Ce mimétisme, c'est quoi : c'est le règne du copier-coller. Un promoteur prend les projets dans les cartons et applique le même urbanisme partout. C'est une forme d'ubérisation de la société. Uber, c'est quoi ? C'est le format unique. Pour être chauffeur, il faut un costume noir avec une cravate noire dans une berline noire avec si possible des vitres teintées à l'arrière pour que le temps d'un déplacement un anonyme se "la joue" VIP. C'est la fin du taxi avec la plaisir des hasards, celui qui aime parler ou le taciturne, la belle berline ou la voiture très ordinaire de celui qui explique qu'il traverse une passe difficile …

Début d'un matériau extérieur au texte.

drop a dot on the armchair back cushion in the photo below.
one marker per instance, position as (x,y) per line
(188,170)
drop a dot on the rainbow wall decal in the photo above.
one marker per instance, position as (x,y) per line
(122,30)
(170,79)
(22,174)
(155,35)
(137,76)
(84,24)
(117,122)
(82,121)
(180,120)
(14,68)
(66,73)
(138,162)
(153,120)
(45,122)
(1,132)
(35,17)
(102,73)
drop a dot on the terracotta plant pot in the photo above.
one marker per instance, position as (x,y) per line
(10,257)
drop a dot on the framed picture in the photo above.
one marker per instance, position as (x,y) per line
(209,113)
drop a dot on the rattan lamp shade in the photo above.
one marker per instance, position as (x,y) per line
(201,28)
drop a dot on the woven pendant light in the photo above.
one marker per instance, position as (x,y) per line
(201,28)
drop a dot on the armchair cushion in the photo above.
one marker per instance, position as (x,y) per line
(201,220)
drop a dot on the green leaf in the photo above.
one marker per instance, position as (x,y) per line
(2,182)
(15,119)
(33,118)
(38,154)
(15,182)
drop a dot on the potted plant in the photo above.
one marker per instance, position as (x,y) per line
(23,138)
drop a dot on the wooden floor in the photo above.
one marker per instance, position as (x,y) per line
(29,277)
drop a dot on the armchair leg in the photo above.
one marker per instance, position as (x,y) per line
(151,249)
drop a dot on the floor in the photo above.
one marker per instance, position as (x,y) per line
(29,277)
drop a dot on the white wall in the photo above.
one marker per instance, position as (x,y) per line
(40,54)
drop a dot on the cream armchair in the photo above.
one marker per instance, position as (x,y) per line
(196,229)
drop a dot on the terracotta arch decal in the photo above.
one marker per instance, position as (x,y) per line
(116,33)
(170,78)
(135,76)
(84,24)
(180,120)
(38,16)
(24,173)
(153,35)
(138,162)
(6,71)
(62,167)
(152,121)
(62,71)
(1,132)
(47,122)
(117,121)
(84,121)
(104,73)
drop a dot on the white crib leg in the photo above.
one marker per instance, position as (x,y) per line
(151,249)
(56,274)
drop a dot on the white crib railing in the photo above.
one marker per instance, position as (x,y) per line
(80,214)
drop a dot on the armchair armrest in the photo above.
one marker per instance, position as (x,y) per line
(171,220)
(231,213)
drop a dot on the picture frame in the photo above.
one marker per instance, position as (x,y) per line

Pour l'urbanisme, c'est pareil. Dans les villes, on introduit des morceaux de la campagne. Et dans les campagnes, on introduit des morceaux de ville. Dans l'agglomération grenobloise, il y a actuellement un cas caricatural : le projet du Villarey à St Paul de Varces. A l'origine, 2 hectares de verdure à proximité d'un groupe scolaire construit de "plain-pied" avec une route d'accès sécurisée car dédiée à la seule école. Demain, ce groupe scolaire sera aux côtés de 100 logements à terme, 200 voitures … dans un urbanisme transposable dans toutes les autres Communes voisines. Le massacre de l'urbanisme mimétique.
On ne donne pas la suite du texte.